The events of September 11 paved the way for the militarization of spaces and person-to-person interactions. Acknowledging this, a 2013 report by the National Rifle Association (NRA) erroneously compared CPTED to the national defense strategy of deterrence, which dates back to the Cold War. We can certainly question whether the strategy of deterrence, with its origins in geopolitical concerns about aggression and mutually assured destruction, should be applied to civil defense of an elementary school, as the NRA report suggested. But we may find greater resonance in the more recent strategy for civil policing outlined by anthropologist Joseph Masco, who argues that deterrence is no longer the primary mode of domestic militarization. Rather, he claims that “excitability is now the foremost duty of all citizens,” who are kept distracted (and somewhat afraid) by a stream of threats that never resolve with a single cause. But lacking a real target of the fear, the easily excitable, hopelessly distracted citizen never learns how to respond, only to follow the threads of red herrings away from potential sites of action. To see the mass shooting of children as a spectacle, as a problem of an unlocked classroom door, instead of the sign of a militarized, massively unequal and unjust society is to be dangerously distracted.

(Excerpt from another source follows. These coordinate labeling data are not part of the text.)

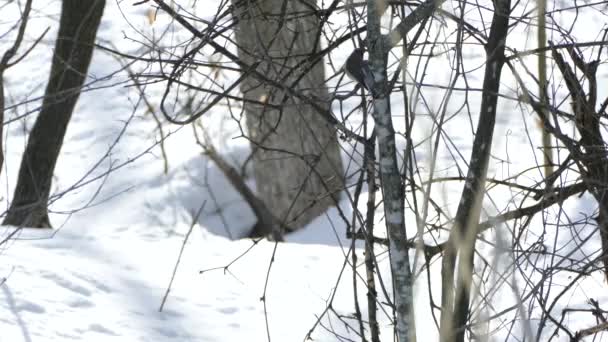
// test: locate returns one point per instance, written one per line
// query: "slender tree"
(71, 58)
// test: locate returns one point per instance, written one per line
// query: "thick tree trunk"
(71, 59)
(297, 165)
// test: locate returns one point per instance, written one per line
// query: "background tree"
(73, 51)
(296, 156)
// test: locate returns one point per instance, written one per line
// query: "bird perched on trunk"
(357, 69)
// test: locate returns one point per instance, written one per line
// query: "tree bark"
(455, 300)
(392, 186)
(73, 51)
(296, 162)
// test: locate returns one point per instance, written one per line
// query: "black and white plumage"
(357, 69)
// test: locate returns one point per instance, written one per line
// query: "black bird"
(357, 69)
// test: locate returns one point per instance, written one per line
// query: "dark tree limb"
(455, 304)
(73, 51)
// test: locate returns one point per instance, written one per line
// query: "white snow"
(101, 274)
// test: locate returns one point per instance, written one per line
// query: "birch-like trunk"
(455, 304)
(392, 187)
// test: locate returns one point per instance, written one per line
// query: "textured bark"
(5, 63)
(455, 304)
(297, 165)
(71, 59)
(392, 187)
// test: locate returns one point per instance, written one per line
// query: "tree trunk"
(71, 59)
(296, 162)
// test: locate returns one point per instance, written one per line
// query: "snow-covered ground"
(102, 273)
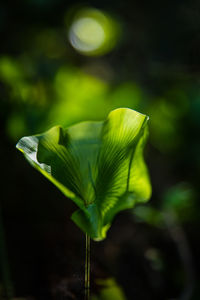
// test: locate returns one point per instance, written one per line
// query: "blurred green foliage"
(145, 62)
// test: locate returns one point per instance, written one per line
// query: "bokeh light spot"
(93, 32)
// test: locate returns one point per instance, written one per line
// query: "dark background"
(151, 252)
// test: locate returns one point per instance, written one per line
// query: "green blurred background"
(62, 62)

So how does an open society keep its citizens safe? I am convinced that fear and control are the motivators for hardening society to the extent that we have. Seeing everything through the lens of defense is the product of fear of change and the desire to control financial risk in support of a landscape where form follows real estate speculation. The path to false security is by locking the doors, but the path to peace in an open society is through the social. We should endeavor to keep social ties healthy, while reducing addictive behaviors and feelings of isolation. To get there, we need look at the records of what happened and trace the structural sources of violence in our society and its economy. Instead of refusing to talk about guns and what they mean to the United States, we would start to find ways to feel safe in a world that is far from safe. Is that possible? Maybe, maybe not. But sending the next generation to school in buildings that are increasingly more like prisons is not the answer.